The former press secretary was shot in the 1981 attempt on Reagan’s life by John Hinckley Jr.

He suffered brain damage and partial paralysis and died this week at 73.

Hinckley has been confined to a psychiatric hospital since he was found not guilty by reason of insanity.

“We can confirm that the autopsy has been ruled a homicide and the Metropolitan Police Department is investigating the case,” spokesman Officer Hugh Carew told the BBC.

In a statement, the Metropolitan police said that Mr Brady’s remains were transported to the Office of the Chief Medical Examiner for the Northern District of Virginia.

“An autopsy was conducted and revealed the cause of death to be a gunshot wound and consequences thereof, and the manner of death was ruled a homicide,” it said.

Mr Brady died on Monday at the age of 73.

A lifelong Republican, he had served in the Nixon and Ford administrations and as a Senate aide before joining Reagan’s 1980 presidential campaign.

‘Not guilty’

On 30 March 1981, John Hinckley Jr opened fire on the president’s party outside the Washington Hilton Hotel, striking four people, including Mr Brady and Reagan.

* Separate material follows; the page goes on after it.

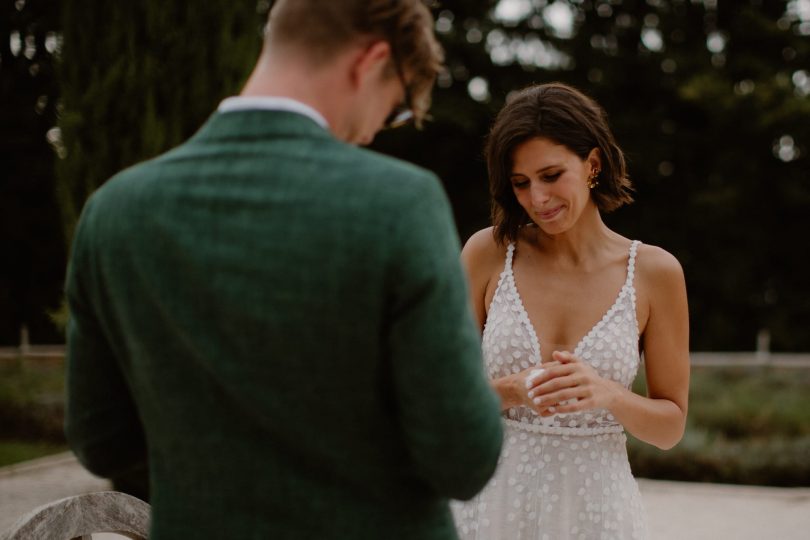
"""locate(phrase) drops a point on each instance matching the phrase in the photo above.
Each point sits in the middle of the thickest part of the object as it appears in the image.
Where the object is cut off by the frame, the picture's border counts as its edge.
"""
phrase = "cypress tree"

Mr Brady was shot in the head and was the most seriously wounded. Reagan was shot in one lung. A Secret Service agent and a police officer suffered lesser wounds.

Photos and video of the incident show the wounded press secretary sprawled on the ground as Secret Service agents rushed the president into his vehicle and others wrestled Hinckley to the ground.

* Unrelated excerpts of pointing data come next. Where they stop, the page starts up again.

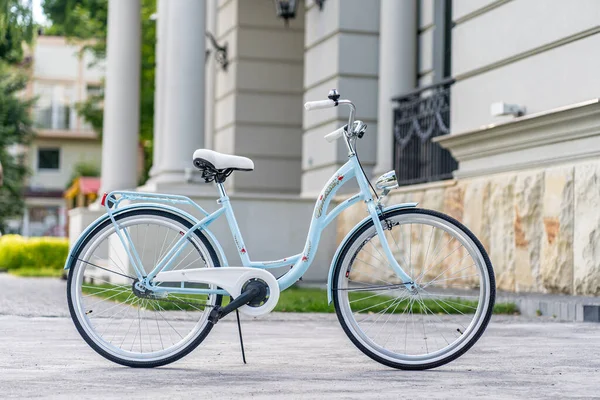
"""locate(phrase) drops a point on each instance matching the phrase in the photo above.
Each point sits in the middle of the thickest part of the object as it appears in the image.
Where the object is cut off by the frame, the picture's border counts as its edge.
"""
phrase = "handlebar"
(341, 132)
(335, 135)
(319, 105)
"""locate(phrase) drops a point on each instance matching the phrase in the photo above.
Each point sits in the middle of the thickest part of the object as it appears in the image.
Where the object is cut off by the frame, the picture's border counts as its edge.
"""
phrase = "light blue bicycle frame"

The former press secretary suffered brain damage, partial paralysis, short-term memory impairment and slurred speech.

Hinckley was tried and found not guilty due to insanity. Since the trial he has been committed to a Washington DC psychiatric hospital, but has been allowed to spend limited time at his mother’s home.

Mr Brady, who served in three Republican administrations, became an advocate for stricter gun control.

He lobbied for legislation to require background checks for handgun sales. The so-called Brady Bill was signed into law by President Bill Clinton in 1993.